AI've Got An Idea: An LSTM Based Approach to Comparing Strings
Author: aaronradlicki
— class competition — 9 min read| Leaderboard score | 0.40331 |
|---|---|
| Leaderboard team name | N/A (solo submission) |
| Kaggle username | Aaron Radlicki |
| Code Repository URL | https://github.com/uazhlt-ms-program/ling-582-fall-2025-class-competition-code-IAmPolarExpress |
Initial Mid-Semester Summary and Plan
For my initial approach, I based my code on my logistic regression classifier from the previous course, LING 539. However, as one would suspect, that performed extremely poorly. It was originally designed for a task of comparing different types of reviews with distinct features, but in this case it was comparing multiple types of strings with differing potential authorship, trying to deduce the likelihood that they shared the same original writer. For the purposes of this task, such a model is non-viable, and as suspected, it performed extremely poorly. It output a result that predicted all (or nearly all) of the results were from different authors, which is not only a terribly inaccurate result but even caused it to output a result well below the random average.
This is why I am aiming to utilize a much more applicable approach to the problem at hand.
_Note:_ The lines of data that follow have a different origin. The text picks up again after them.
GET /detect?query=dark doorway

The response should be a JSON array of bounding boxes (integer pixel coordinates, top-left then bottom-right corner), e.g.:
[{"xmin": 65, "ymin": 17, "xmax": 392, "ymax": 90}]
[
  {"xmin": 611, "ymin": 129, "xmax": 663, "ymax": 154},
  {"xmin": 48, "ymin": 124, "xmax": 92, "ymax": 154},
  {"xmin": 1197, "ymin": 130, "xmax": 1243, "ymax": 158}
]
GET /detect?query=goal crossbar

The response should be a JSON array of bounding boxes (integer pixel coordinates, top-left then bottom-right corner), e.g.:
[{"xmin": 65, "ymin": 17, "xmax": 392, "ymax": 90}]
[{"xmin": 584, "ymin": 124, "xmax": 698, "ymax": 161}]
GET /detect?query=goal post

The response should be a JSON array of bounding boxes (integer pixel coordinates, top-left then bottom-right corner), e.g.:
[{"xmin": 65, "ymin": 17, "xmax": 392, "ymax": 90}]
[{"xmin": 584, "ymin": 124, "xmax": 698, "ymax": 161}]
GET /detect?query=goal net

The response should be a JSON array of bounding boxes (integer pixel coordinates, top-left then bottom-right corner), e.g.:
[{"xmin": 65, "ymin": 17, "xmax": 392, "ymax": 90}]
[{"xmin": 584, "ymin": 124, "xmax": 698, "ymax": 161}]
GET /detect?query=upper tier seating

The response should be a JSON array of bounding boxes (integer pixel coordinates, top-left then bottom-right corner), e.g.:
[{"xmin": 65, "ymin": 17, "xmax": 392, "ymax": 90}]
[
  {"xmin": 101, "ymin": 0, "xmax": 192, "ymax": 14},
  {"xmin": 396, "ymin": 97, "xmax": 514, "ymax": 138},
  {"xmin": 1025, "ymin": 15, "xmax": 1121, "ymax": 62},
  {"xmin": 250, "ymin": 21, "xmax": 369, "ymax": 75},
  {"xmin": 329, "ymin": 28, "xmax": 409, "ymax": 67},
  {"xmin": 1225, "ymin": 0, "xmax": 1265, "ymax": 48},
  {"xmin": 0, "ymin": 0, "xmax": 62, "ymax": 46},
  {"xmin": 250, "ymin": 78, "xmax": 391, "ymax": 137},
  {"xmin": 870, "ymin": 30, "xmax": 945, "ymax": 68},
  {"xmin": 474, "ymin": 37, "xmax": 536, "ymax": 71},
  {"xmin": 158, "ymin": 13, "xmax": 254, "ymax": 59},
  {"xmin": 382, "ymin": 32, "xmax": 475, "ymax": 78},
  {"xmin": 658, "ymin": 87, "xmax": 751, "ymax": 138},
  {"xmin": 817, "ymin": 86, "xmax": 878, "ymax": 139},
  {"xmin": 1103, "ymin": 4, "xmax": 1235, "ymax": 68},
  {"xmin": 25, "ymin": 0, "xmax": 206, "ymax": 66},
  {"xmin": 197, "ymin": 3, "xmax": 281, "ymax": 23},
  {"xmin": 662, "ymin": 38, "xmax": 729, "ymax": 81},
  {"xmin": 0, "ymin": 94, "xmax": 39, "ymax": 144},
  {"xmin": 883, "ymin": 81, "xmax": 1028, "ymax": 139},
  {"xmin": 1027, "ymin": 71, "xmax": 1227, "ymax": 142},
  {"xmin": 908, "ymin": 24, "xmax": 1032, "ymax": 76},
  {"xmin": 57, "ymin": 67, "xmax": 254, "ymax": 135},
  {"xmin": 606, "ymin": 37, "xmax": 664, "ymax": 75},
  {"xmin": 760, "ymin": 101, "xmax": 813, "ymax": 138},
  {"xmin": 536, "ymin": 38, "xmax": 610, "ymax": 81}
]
Since the sentences utilize pieces of information that might stretch across the entire sentence, using an LSTM seems like the obvious choice. For someone who is entirely new to using PyTorch and RNNs in general, this seems intimidating, but after having read through some of PyTorch's documentation (and even checking out some similar projects like this one by mforstenhaeusler on GitHub), it feels doable!
The plan for the back half of the semester is as follows:
- Implement an LSTM-based approach to compare the strings (and, failing my ability to do that, at least an RNN-based one)
- Tweak the parameters throughout the remainder of the semester to improve its F1 score
- Find a way to containerize and run this process on the HPC for higher efficiency and testing
--- FINAL SUBMISSION BELOW: ---
Task summary
See the rubric
For this project, I needed to design a model which would predict the likelihood that two excerpts of text were written by the same author based on a binary label. This would then need to be output to a CSV file that could be uploaded to our Kaggle database. The training and test datasets were contained in separate CSV files with them both containing IDs and texts (with each snippet being separated by "[SNIPPET]") and all other components being separated by commas in the CSV files themselves. Additionally, the train.csv file also contained a column with the labels, which is what we would utilize for training.
The project seemed simple in practice, but as you can probably tell by the fact that I devoted an entire header and several paragraphs to "challenges faced", this project pushed me to my limits. I am pleased that I made it through the other side with something that I am proud of! Yet first, let me explain how I got there...
Challenges Faced
I am not going to sugarcoat it, this is one of the hardest projects I have ever done. The challenges that I faced went above and beyond the practical aspects of the task (finding out how to handle the missing '1999' ID, for example), I struggled with even getting my code to work. I went through no less than 3 completely different iterations started from scratch, with multiple sub-iterations (especially within the last 2).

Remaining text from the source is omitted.